Housing: Immigration

(asked on 25th June 2025) - View Source

Question to the Ministry of Housing, Communities and Local Government:

To ask the Secretary of State for Housing, Communities and Local Government, what assessment she has made of the potential impact of levels of immigration on the availability of (a) social housing and (b) private rental housing stock over the next Parliament.


Answered by
Matthew Pennycook Portrait
Matthew Pennycook
Minister of State (Housing, Communities and Local Government)
This question was answered on 22nd July 2025

The government is determined to address the dire inheritance left by its predecessor and restore order to the asylum and immigration systems, delivering lower net migration.

The factors affecting supply and demand in the private rented sector are complex and difficult to disentangle. As well as demographic change, they include house prices, rent levels, taxation policy, interest rates, and the movement of tenants into homeownership and social rented housing. It is not possible to isolate the specific impact of each of these factors.

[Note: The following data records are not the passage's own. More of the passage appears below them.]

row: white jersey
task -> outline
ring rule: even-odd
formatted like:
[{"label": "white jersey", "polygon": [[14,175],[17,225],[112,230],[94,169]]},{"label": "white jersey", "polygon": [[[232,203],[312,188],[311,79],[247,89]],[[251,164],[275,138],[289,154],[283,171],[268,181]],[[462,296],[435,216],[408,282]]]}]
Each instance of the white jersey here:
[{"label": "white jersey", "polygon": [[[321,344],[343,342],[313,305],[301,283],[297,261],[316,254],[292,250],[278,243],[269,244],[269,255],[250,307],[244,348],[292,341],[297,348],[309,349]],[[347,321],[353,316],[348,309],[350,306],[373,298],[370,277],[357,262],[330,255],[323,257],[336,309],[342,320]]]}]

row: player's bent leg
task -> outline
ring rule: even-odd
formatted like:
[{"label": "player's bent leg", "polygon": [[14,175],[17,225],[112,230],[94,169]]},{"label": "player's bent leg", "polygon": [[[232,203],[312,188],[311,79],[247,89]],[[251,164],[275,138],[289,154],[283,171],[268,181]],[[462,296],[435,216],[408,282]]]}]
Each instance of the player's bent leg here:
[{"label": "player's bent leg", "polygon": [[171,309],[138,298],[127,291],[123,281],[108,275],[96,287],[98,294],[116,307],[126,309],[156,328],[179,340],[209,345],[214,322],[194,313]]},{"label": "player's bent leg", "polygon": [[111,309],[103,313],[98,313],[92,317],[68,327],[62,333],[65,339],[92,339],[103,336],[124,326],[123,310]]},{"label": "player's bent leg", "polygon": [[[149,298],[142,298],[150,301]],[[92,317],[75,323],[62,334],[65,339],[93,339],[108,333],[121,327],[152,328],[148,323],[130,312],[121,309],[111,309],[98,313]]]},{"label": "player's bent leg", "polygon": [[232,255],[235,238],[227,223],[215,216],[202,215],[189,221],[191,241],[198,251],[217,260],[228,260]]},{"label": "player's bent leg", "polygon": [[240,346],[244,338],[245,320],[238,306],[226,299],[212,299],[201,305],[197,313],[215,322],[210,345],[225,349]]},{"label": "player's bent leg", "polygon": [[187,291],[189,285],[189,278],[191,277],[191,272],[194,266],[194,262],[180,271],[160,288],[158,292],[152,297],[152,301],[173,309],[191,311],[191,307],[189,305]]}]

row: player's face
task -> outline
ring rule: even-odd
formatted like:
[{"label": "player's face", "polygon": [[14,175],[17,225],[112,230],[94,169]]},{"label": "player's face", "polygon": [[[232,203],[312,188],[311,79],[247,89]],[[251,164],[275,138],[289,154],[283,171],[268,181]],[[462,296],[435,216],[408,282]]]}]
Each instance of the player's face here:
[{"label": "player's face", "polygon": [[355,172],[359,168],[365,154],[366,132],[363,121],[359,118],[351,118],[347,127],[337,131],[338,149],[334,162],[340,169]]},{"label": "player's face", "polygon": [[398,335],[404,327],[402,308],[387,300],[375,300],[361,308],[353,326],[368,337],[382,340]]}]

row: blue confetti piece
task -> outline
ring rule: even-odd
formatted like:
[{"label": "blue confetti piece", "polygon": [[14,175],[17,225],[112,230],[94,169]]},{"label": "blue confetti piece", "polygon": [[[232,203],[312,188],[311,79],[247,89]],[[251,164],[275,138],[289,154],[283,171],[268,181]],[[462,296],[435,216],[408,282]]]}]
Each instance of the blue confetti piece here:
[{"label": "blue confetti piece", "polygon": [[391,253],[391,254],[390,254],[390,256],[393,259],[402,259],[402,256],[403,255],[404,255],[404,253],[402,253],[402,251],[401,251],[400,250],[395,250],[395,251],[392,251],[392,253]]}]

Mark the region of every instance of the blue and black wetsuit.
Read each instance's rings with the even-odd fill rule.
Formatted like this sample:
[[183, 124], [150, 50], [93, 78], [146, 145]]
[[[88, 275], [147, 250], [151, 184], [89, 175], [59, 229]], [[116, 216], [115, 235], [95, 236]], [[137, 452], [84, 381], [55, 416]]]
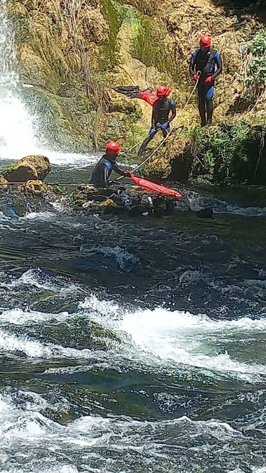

Eligibility for social housing is already tightly controlled. If a person’s visa means that they cannot access state benefits or local authority housing assistance, they are not eligible for an allocation of social housing. Migrants arriving in the UK on student or work visas are not eligible and nor are those who arrive in the country illegally with no leave to remain.

The most sustainable long-term method to improve housing availability and affordability is to increase the supply of housing. That is why the government’s Plan for Change includes a hugely ambitious milestone of building 1.5 million safe and decent homes in England in this Parliament.